Tal requerimento foi indeferido com o fundamento de que “o plano de pagamentos, apesar de formalmente autónomo, é necessariamente apresentado em conjunto com a petição inicial, conforme resulta do disposto no art. 251 do CIRE, sendo, então, autuado por apenso (art. 263 do CIRE), constituindo esse plano o primeiro elemento do apenso (cfr., neste sentido, Carvalho Fernandes/João Labareda, CIRE anotado, Quid Juris, 2ª Ed, pág. 837).”
E na sequência proferiu-se sentença de insolvência.

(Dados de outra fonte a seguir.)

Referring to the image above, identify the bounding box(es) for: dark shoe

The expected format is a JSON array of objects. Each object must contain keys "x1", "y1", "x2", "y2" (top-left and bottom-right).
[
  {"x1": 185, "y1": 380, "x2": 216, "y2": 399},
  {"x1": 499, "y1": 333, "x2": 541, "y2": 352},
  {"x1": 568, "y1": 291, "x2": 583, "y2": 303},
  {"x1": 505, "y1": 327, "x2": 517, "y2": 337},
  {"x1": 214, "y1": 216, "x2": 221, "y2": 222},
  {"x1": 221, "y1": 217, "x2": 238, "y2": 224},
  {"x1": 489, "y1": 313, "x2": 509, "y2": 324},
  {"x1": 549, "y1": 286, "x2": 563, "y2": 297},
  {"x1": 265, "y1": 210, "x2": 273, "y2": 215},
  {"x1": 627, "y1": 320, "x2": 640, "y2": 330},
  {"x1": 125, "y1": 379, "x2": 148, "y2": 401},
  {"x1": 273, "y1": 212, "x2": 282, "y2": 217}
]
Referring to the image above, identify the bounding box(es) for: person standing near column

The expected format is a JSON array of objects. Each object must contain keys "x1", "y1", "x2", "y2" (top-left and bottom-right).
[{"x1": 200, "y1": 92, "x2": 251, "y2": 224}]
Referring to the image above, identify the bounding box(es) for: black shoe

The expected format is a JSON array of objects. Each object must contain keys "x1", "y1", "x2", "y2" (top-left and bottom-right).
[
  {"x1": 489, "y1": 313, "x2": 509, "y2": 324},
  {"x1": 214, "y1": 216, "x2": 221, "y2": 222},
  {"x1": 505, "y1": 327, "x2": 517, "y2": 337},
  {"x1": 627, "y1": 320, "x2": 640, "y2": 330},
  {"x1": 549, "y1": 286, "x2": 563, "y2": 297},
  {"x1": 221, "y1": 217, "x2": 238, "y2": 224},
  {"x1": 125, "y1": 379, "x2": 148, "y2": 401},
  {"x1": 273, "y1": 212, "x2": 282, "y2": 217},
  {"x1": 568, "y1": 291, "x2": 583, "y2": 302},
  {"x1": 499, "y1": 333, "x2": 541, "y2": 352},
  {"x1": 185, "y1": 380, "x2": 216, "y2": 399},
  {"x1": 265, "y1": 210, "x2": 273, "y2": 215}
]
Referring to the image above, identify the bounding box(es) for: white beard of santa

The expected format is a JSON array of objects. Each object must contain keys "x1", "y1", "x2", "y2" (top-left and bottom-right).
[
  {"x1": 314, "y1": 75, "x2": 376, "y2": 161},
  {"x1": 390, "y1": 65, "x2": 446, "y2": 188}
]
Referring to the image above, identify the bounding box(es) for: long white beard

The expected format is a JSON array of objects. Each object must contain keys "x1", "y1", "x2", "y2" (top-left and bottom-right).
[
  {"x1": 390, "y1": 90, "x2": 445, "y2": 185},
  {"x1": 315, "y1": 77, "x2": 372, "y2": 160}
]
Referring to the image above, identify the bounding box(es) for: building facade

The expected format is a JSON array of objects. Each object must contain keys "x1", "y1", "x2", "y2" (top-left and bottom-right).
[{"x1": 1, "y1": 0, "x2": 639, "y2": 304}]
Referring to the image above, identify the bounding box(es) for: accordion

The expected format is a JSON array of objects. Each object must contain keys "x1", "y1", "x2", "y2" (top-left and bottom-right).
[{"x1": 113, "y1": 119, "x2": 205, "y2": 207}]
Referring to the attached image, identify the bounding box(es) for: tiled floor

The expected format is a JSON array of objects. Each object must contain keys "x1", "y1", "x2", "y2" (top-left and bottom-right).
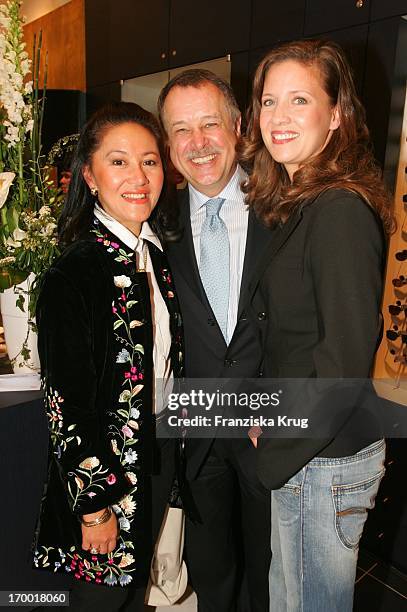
[
  {"x1": 354, "y1": 549, "x2": 407, "y2": 611},
  {"x1": 149, "y1": 549, "x2": 407, "y2": 611}
]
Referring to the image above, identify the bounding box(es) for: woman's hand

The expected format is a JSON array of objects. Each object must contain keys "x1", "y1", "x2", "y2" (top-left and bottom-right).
[
  {"x1": 81, "y1": 508, "x2": 119, "y2": 555},
  {"x1": 248, "y1": 425, "x2": 263, "y2": 448}
]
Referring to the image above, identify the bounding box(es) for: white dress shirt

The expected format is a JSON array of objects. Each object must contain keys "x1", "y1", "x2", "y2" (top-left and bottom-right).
[
  {"x1": 189, "y1": 165, "x2": 249, "y2": 343},
  {"x1": 94, "y1": 204, "x2": 172, "y2": 414}
]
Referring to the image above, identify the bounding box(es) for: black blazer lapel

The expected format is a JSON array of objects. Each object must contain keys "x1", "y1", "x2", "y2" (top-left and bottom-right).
[
  {"x1": 237, "y1": 210, "x2": 273, "y2": 318},
  {"x1": 247, "y1": 209, "x2": 304, "y2": 300}
]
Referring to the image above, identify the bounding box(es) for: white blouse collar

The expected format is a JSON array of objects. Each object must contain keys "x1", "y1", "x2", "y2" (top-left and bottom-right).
[{"x1": 94, "y1": 203, "x2": 163, "y2": 252}]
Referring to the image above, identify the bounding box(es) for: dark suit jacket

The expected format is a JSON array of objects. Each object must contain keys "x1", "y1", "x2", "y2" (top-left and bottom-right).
[
  {"x1": 167, "y1": 186, "x2": 272, "y2": 479},
  {"x1": 248, "y1": 189, "x2": 386, "y2": 489}
]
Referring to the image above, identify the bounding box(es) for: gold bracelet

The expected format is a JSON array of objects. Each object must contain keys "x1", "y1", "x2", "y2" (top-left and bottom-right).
[{"x1": 81, "y1": 506, "x2": 112, "y2": 527}]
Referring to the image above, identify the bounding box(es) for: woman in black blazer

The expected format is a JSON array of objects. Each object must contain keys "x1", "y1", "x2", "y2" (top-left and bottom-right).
[
  {"x1": 241, "y1": 40, "x2": 394, "y2": 611},
  {"x1": 33, "y1": 103, "x2": 182, "y2": 611}
]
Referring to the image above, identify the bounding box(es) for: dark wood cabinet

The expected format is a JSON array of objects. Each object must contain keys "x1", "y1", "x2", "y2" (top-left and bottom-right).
[
  {"x1": 363, "y1": 17, "x2": 407, "y2": 170},
  {"x1": 86, "y1": 0, "x2": 250, "y2": 87},
  {"x1": 108, "y1": 0, "x2": 169, "y2": 80},
  {"x1": 169, "y1": 0, "x2": 251, "y2": 69},
  {"x1": 42, "y1": 90, "x2": 86, "y2": 153},
  {"x1": 86, "y1": 82, "x2": 121, "y2": 118},
  {"x1": 362, "y1": 438, "x2": 407, "y2": 574},
  {"x1": 230, "y1": 51, "x2": 250, "y2": 115},
  {"x1": 85, "y1": 0, "x2": 111, "y2": 89},
  {"x1": 371, "y1": 0, "x2": 407, "y2": 21},
  {"x1": 85, "y1": 0, "x2": 169, "y2": 87},
  {"x1": 322, "y1": 24, "x2": 369, "y2": 96},
  {"x1": 304, "y1": 0, "x2": 370, "y2": 36},
  {"x1": 247, "y1": 24, "x2": 368, "y2": 108},
  {"x1": 251, "y1": 0, "x2": 305, "y2": 49}
]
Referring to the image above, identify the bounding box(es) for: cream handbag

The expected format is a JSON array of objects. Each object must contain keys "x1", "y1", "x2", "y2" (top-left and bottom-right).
[{"x1": 145, "y1": 505, "x2": 188, "y2": 606}]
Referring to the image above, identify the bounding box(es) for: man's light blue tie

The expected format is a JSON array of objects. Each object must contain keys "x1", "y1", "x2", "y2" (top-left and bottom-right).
[{"x1": 199, "y1": 197, "x2": 230, "y2": 342}]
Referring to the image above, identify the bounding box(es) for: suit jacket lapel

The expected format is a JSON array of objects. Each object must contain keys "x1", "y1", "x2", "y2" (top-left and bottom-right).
[{"x1": 168, "y1": 188, "x2": 208, "y2": 305}]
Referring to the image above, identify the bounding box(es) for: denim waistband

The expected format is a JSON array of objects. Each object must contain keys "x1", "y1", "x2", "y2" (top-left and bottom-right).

Os requerentes interpõem recurso daquele despacho para que seja revogado e substituído por outro que lhes conceda, sob pena de indeferimento, prazo para correcção da petição inicial, nos termos da al. b) do nº. 1 do art. 27 do CIRE, pois que ao não ter concedido tal prazo o processo vai prosseguir sem qualquer plano de pagamentos o que implicará a venda da [casa de] morada de família dos requerentes, com sujeição destes a consequências que não correspondem minimamente ao espírito da lei.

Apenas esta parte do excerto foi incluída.